El rosal ya tiene tres flores, una se empieza a abrir, otra está a punto de dejarse caer y la otra, en su juventud de joya. Fue una quima robada en invierno en un jardín con perro fiero. Pero el clavel todavía no sé de qué color es. Se llenan los capullos día a día y me levanto siempre convencida de que ya, de que asoma ya por las costuras ese volantillo de pétalos rizados. Pues no, todavía no. Este clavel me lo tiró el viento encima el verano pasado desde un balcón del pueblo de al lado. Unas a otras se han ido llamando: tréboles, geranios, petunias, un lirio de solo una hoja, una fucsia que es rosa y un poco skizo y la princesa de mi jardín de ventana, una peonía. Cuando llegó traía puestos tres capullos, dos bien majos y el otro diminuto como una lenteja, un imposible. Encajamos enseguida. Ella es muy sentida y no soportaba a las hormigas que se le habían pegado durante el viaje. En cuanto yo notaba picores en la cabeza salía al balcón y me cargaba dos o tres y así se inició una íntima relación. A veces iba por impulso y ahí estaban. Acabé con todas. Subían, lascivas, por el liso y largísimo tallo hasta el capullo redondo como un chupa chups. Perezosa e insinuante, la peonía iba hinchando sus enormes flores de decenas de pétalos dentro de ese capullo pequeño y prieto y, a la vez, segregaba un néctar transparente, espeso y dulce: una miel que resbalaba lentamente por su tallo… o hasta la punta de una de sus hojas donde yo lo tomaba con la yema de de mi dedo corazón y después lo lamía despacito con la punta de la lengua.
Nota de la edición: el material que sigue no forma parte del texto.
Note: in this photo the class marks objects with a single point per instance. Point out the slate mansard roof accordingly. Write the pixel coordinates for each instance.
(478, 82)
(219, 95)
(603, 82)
Días de lento fluir de dulzura cristalina y limpia… Y así resultó ser su perfume de belleza sutil, escondido en vueltas y vueltas de cancanes de seda rosa: la musicalidad del eterno femenino, el timbre de mis cuerdas más brillantes o también una nostalgia anónima del 2023. Un día me quedé mirándola muy cerca y me dijo con delicadeza: “Por favor, no te vayas, respírame un poco más, amor.” Entonces yo la besé muy dulcemente y entré a tomarme la pastilla del “no fliparás”; pero dio igual, ocurría lo mismo cada vez que la volvía a mirar.
Os deseo, mi señor, unas gratas celebraciones; de esas cuyo encantamiento dura el año entero y se recuerdan con alegría en las sobremesas felices.